If adult Londoners act like this, it's laughable to imagine that schoolchildren – who at least have the excuse of inexperience – will behave differently, and that extends to the way passengers quite routinely speak to LU staff (raging, eyes popping) and use "offensive language" (freely, particularly on match day).
Boris blames the young for all our discourtesy, because they have no vote in the upcoming mayoral elections in May. Proposing a house "courtesy rule" for kids – which even he admits is "self-enforcing" – is piffle, as he might say, when everywhere teenagers look, their elders behave so thoughtlessly.
Grow the beard, do the PR
James Cameron should be congratulated for his daring solo descent to the deepest point in any of the oceans, the Mariana Trench. Few film-makers have travelled so far in the name of PR – for his expedition is artfully timed with the re-release of Titanic in 3D.
Other directors can learn from Cameron's marvellous stunt. Did Quentin Tarantino never consider slicing off his own right arm with a samurai sword in the name of promotion?
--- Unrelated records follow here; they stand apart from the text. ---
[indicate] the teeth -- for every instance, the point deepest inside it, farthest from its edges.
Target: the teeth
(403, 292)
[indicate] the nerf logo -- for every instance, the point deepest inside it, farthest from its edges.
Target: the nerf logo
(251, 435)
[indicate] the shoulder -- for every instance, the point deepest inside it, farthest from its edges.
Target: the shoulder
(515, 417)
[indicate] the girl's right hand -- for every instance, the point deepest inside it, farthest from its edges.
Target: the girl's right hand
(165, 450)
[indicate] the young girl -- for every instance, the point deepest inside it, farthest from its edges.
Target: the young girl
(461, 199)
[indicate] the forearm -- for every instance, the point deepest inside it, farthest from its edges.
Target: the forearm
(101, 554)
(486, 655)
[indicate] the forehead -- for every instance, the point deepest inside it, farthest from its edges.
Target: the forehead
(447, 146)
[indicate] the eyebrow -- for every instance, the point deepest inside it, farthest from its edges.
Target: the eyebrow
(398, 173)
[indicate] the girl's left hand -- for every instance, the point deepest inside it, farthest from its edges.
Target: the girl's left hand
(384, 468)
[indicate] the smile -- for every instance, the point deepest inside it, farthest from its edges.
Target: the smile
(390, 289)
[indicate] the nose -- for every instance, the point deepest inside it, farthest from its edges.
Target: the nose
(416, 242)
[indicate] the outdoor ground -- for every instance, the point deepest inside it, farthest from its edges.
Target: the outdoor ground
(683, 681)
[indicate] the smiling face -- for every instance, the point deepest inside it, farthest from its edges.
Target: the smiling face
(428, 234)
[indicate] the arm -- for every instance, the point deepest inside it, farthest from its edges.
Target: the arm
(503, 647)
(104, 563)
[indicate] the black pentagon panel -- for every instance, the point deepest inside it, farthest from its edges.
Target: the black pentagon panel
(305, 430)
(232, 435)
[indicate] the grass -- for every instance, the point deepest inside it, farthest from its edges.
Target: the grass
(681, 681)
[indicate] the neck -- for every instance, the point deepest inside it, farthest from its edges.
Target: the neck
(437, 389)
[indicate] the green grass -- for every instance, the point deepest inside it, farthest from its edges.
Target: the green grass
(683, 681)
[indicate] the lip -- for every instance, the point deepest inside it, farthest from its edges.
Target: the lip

Martin Scorsese, taking on all comers in a Las Vegas boxing ring? And what made Stanley Kubrick decide against spending a year on the international space station?
Woody Allen, breaking the record for the world's longest psychotherapy session? George Lucas fronting a sponsored beard-growing competition, finishing with a face as hairy as Chewbacca's – hardly a stretch for the hirsute auteur? Depth of commitment, that's what they lacked.